Dengan adanya Gravity dan Interstellar dalam deretan film-film ber-setting luar angkasa, The Martian jelas tak bisa menawarkan sebuah terobosan cerita baru untuk ditawarkan kepada penontonnya. Tetapi tanpa adanya premis cerita yang baru, The Martian tetap bisa menghadirkan sebuah film bertahan hidup di luar angkasa yang sangat menyenangkan untuk diikuti. Dengan durasi 141 menit, The Martian bisa menjadi salah satu pengalaman merasakan luar angkasa di layar perak yang sangat seru. 


Satu tim dikirim oleh NASA ke planet Mars untuk bisa menemukan materi-materi kehidupan di sana. Tim tersebut terdiri dari Mark Watney (Matt Damon), Melissa Lewis (Jessica Chastain), Beth Johanssen (Kate Mara), Rick Martinez (Michael Pena), dan Chris Beck (Sebastian Stan). Di tengah perjalanan dalam menyelesaikan misinya tersebut, badai datang menghampiri mereka dan membuat mereka terpaksa harus meninggalkan planet Mars sebelum misinya selesai.
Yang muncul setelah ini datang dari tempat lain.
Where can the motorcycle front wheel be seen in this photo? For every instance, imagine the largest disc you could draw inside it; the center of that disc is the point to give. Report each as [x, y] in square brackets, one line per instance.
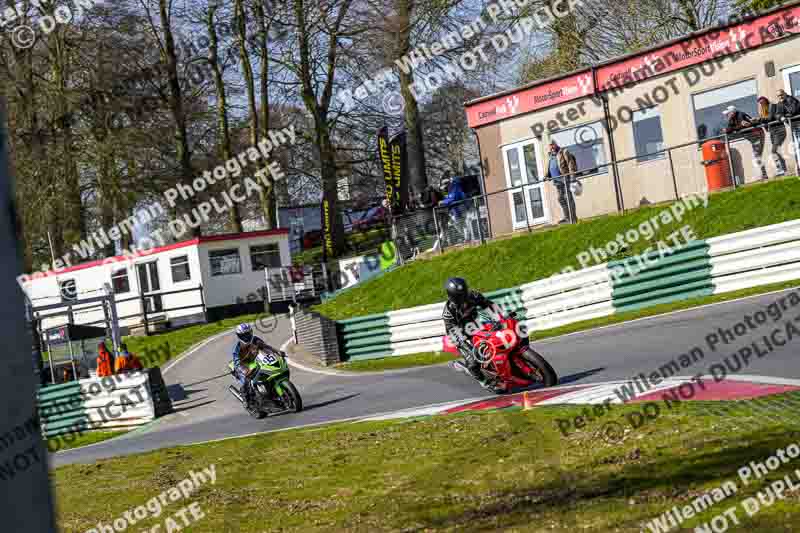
[542, 371]
[290, 396]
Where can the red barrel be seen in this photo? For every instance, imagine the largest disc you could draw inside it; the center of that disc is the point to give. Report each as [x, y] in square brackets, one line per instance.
[718, 170]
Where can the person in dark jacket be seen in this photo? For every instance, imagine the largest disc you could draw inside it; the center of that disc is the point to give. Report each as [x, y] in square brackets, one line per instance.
[738, 121]
[461, 309]
[767, 114]
[561, 168]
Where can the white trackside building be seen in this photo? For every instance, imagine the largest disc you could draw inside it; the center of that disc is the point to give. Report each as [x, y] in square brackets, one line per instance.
[205, 278]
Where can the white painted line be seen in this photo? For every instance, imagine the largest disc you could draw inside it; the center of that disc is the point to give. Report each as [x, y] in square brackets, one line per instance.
[550, 340]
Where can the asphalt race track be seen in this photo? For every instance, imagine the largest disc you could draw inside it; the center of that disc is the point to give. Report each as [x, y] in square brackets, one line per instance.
[205, 410]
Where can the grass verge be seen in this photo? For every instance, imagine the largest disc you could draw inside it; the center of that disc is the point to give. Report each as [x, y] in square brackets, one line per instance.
[67, 442]
[529, 257]
[157, 349]
[507, 470]
[397, 362]
[426, 359]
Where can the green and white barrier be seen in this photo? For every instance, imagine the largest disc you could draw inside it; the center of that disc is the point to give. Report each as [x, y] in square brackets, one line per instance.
[701, 268]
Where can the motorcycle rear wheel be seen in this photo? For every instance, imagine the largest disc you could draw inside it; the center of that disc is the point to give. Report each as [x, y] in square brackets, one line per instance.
[544, 373]
[291, 398]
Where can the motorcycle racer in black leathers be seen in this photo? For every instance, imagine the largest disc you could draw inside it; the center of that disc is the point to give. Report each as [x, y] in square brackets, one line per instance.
[461, 309]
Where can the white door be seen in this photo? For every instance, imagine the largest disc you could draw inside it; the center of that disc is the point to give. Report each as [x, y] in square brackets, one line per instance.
[149, 283]
[522, 162]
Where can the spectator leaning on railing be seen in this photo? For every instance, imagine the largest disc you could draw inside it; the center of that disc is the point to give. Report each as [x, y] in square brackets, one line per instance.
[768, 117]
[561, 168]
[739, 120]
[126, 361]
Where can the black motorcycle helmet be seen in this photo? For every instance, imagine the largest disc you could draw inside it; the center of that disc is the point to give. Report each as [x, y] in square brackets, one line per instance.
[457, 290]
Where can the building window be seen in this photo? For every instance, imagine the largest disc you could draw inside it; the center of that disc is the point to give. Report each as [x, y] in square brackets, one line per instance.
[120, 281]
[224, 262]
[68, 290]
[709, 105]
[180, 269]
[587, 144]
[647, 134]
[266, 255]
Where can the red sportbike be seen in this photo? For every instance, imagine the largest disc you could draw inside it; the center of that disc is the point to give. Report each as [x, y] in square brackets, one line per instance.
[507, 359]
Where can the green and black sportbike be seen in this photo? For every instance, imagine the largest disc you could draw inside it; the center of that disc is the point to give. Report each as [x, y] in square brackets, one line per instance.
[270, 392]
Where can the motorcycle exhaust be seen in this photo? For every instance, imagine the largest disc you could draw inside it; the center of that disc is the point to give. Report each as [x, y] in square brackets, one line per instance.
[236, 393]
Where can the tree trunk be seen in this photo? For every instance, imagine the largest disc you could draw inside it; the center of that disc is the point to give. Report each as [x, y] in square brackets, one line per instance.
[235, 217]
[334, 246]
[689, 12]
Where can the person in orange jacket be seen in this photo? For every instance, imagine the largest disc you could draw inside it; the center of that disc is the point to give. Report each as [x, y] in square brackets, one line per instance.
[127, 361]
[104, 363]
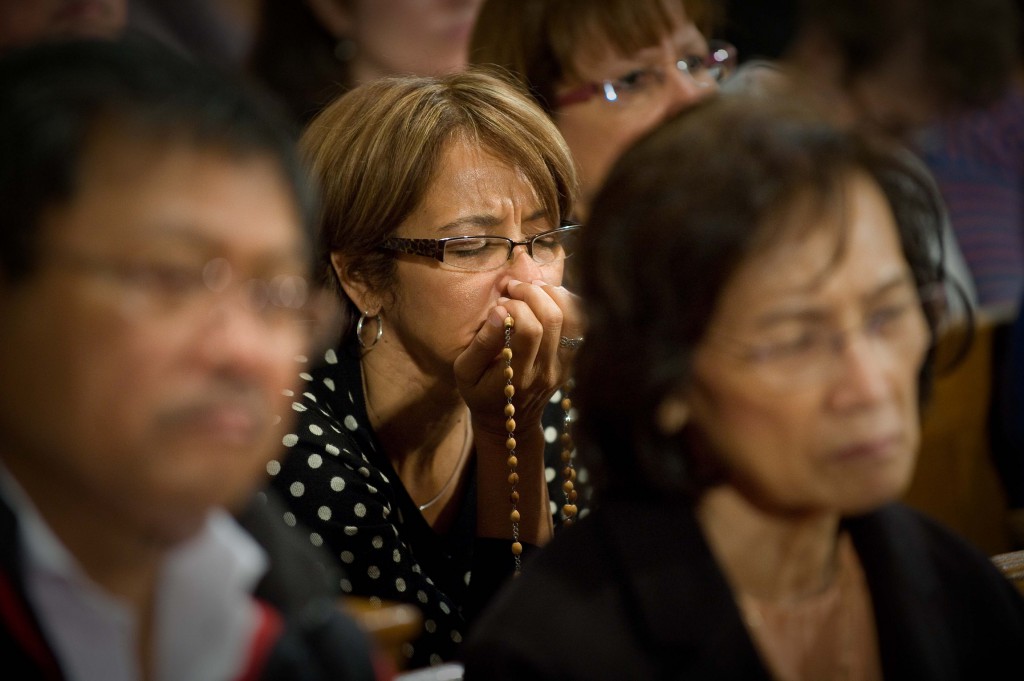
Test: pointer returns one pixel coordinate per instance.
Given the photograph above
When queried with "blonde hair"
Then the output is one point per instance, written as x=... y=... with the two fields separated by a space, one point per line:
x=539 y=41
x=376 y=150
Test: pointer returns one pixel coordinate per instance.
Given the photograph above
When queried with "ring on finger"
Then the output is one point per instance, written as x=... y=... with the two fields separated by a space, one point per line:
x=570 y=343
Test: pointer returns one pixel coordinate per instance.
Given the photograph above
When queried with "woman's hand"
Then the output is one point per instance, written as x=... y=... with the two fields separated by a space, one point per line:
x=543 y=314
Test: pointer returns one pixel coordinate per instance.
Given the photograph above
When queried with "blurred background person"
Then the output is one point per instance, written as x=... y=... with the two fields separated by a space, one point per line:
x=977 y=158
x=25 y=22
x=154 y=265
x=219 y=32
x=761 y=301
x=605 y=71
x=309 y=51
x=444 y=202
x=894 y=67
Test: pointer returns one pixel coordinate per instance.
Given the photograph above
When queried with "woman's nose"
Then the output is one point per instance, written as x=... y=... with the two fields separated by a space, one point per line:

Di perjalanan menuju ke pesawat luar angkasa mereka bernama Hermes, Mark Watney terhantam oleh satelit milik tim tersebut dan membuatnya menghilang saat badai. Anggota tim berusaha untuk menyelamatkan Mark Watney, tetapi waktunya tak cukup dan mereka merasa bahwa Mark Watney terdeteksi telah meninggal karena kehilangan oksigen. Setelah anggota tim kembali ke pesawat dan menuju kembali ke bumi, Mark Watney ternyata masih selamat dan dia berusaha bertahan hidup di planet Mars sampai NASA datang menyelamatkan mereka. 


Dengan patokan yang sangat tinggi dari dua film ber-setting luar angkasa yang sama di 2 tahun berturut-turut, rasanya akan susah bagi The Martian untuk bisa mendapatkan respon serupa dari para kritikus atau penonton film. Tetapi, akan berbeda ketika film ini ditangani oleh Ridley Scott. Orang yang berhasil mengarahkan genre science fiction lewat film Prometheus, Blade Runner, atau pun film legendarisnya Alien.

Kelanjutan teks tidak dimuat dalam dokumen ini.